Deployment
You will learn how to host your application in a production URL. To achieve this you will setup a production MySQL database, use your Stripe live API Keys and finally deploy your app to Vercel.
Since the app depends on both a database URL and Stripe API Keys, you will make sure you have both of them before deploying your app.
You need a MySQL database that will be reachable by the deployed application. Planetscale is the database host we used while developing this course, it provides a great developer experience and a generous free plan to try things around.
Once you have created an account, install Planetscale's command line and login.
pscale auth login
After logging in, create a new database and a default main
branch.
pscale database create <DATABASE_NAME>
Finally generate database credentials with the password create
command. Replace <DATABASE_NAME>
with the name you used on the create
command, <BRANCH_NAME>
could be the default main
branch, and <PASSWORD_NAME>
is your password identifier since you can have many per database branch.
pscale password create <DATABASE_NAME> <BRANCH_NAME> <PASSWORD_NAME>
Keep the generated username, password and URL values handy because you will need them on the deploy step. Also head over to Planestcale's NextJs docs if you get stuck or want to learn more about how Planetscale works.
Also keep in mind that the main thing you need is a MySQL compatible API URL, so feel free to try other providers. Heroku and Supabase also offer free plans and a great setup experience.

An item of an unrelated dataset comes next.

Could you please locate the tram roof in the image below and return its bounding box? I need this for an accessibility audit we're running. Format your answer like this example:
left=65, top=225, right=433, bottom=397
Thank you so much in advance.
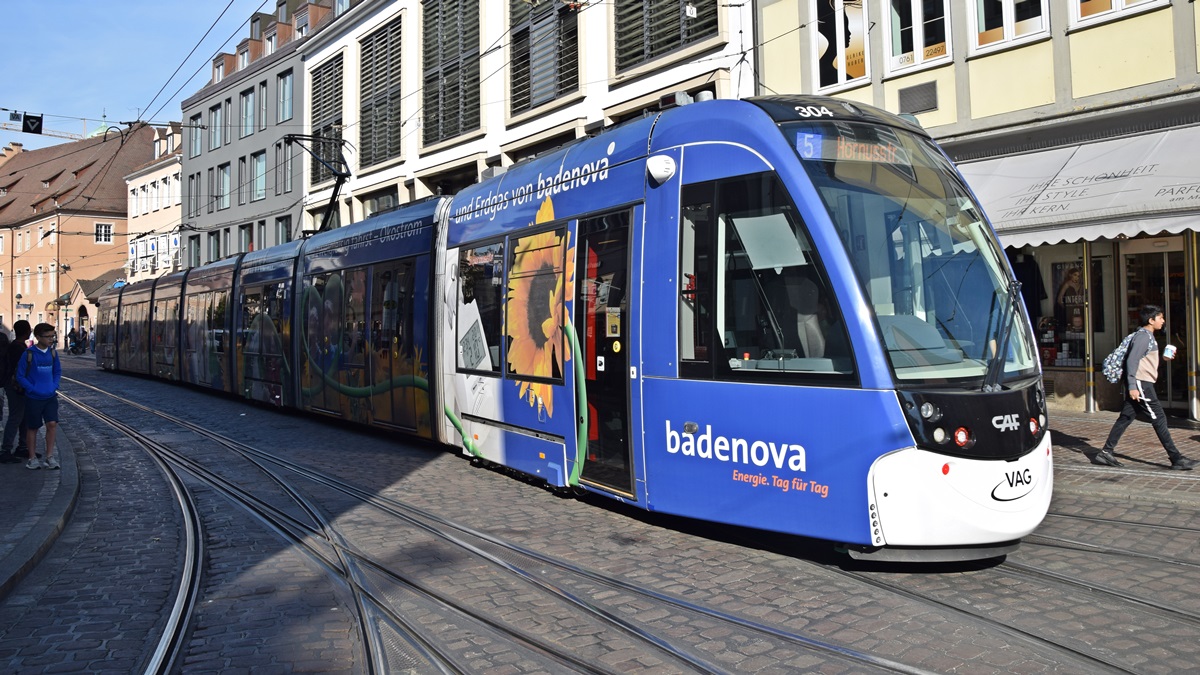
left=745, top=95, right=929, bottom=136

Up until this point you've been using Stripe's Test mode API Keys, but before you deploy your application you need to get Stripe live API Keys. Live mode is what you want before you launch your app, otherwise users won't be able to use their real accounts and cards.
Head over to your Stripe dashboard, on the API Keys section. Reveal your secret key and store it in a secure place since you'll need to set it up as environment variable on the hosting provider. Keep that small key safe! Learn about API Key and secrets management at the excellent Stripe API Keys docs.
You will also need to create a Webhook secret to handle order fulfilment, so head over to the Webhooks section of your dashboard and generate a secret there.
Before you setup your project in Vercel, make sure you push your code to a Git provider. Vercel supports Github, Gitlab and Bitbucket, so any of them will do.
Create an account at https://vercel.com if you haven't yet. Go to https://vercel.com/new to start the deployment process.
Select the Git repository you'd like to deploy from the dropdown list and click import to go to the "Configure project" step. In here you will setup your project name, framework preset which would be NextJs for this course, and root directory.
Vercel generally chooses great defaults for your project setup options, but you need to specify them for repositories with many projects like our OneWeekGraphQL repository which contains all chapters. Make sure to choose the correct chapter folder in the root directory input, and select NextJs as framework preset.
Make sure you add DATABASE_URL
, STRIPE_SECRET_KEY
and STRIPE_WEBHOOK_SECRET
on the environment variables section.
Once you've filled all configuration options, hit the big "Deploy" button to make vercel build your project and finally deploy it. Once it's done, you will have a production URL with your working project.